Effect of CRY1 or PER2 nuclear entry on E-box binding and transcription in Cry1/2^−/− or Per1/2^−/− mutants. Nuclear entry of CRY1–ER* inhibits transcription (A) without disrupting the CLOCK–BMAL1–E-box complex (B) and is accompanied by increased binding of CRY1 to the E-box (C). Nuclear entry of PER2–ER* inhibits transcription (D) by displacing CLOCK–BMAL1 (E) and CRY1 (F) from the E-box.

Figure 3.

Effect of CRY1 or PER2 nuclear entry on E-box binding and transcription in the Cry1/2^−/−; Per1/2^-/ mutant. (A) Repressor protein expression in wild-type and mutant mouse cell lines analyzed by immunoblotting. (B) 4-OHT-induced nuclear entry of CRY1–ER* and PER2–ER* in the quadruple mutant cell line analyzed by immunofluorescence microscopy. (C–F) Effects of CRY1 or PER2 nuclear entry on CLOCK–BMAL1 function: CRY1–ER* nuclear entry inhibits transcription (C) without displacing CLOCK–BMAL1 from the promoter (D).
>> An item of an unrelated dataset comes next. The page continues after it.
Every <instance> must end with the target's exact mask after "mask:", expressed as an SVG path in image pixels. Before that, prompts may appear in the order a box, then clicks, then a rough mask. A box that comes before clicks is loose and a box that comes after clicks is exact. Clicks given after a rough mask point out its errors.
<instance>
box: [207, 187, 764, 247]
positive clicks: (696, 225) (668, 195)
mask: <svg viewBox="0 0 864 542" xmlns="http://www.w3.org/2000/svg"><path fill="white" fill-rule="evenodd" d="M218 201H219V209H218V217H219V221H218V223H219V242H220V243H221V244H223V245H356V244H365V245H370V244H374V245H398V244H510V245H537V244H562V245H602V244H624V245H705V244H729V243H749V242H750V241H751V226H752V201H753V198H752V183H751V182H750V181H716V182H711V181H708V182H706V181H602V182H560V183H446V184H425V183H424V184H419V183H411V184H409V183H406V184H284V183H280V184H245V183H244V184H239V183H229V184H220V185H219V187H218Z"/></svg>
In the absence of CRYs, PER2–ER* nuclear entry does not affect E-box transcription (E) or CLOCK–BMAL1 binding to the E-box (F). (EtOH) Ethanol.

Figure 4.

Mapping of PER2 domains necessary for disrupting the CRY–CLOCK–BMAL1–promoter complex. (A) PER2-ER* constructs used in Per1/2^−/− cells. The numbers associated with each mutant represent the amino acids of full-length PER (1257 amino acids) contained in each mutant protein. An SV40 nuclear localization signal is fused to the PER2(882–1257) to assure its nuclear translocation. (B) Nuclear entry of the fusion proteins following 4 h of treatment with 4-OHT analyzed by immunofluorescence. (C) Analyses of BMAL1, CRY1, and PER2 chromatin binding by ChIP. Full-length PER2 and PER2(596–1257) disrupt CRY1–CLOCK–BMAL1 binding to chromatin without measurable PER2 binding. Neither the N-terminal half [PER2(1–916)] nor the C-terminal half [PER2(882–1257)] of the protein have an effect on CRY1–CLOCK–BMAL1 binding to chromatin, but both do weakly associate with the promoter.

Figure 5.

Model for the primary TTFL of the mammalian clock in the mouse liver. (A) Expression patterns of the four core clock proteins in mouse liver nuclei over a circadian period revealing different peak expression times of CRY1 and PER2. (ZT) Zeitgeber time; (ZT0) light on; (ZT12) light off for mice under a 12-h light:12-h dark cycle. (B) New model for the mammalian circadian clock. The figure shows a semiquantitative heat map representation of CRY1 and PER2 protein expression as well as the ChIP data for CLOCK–BMAL1 and CRY1 over a circadian cycle and its consequences with regard to interactions of core clock proteins with the E-box and the effects of these interactions on transcription of genes (Nr1d1 and Dbp) regulated exclusively by the core TTFL.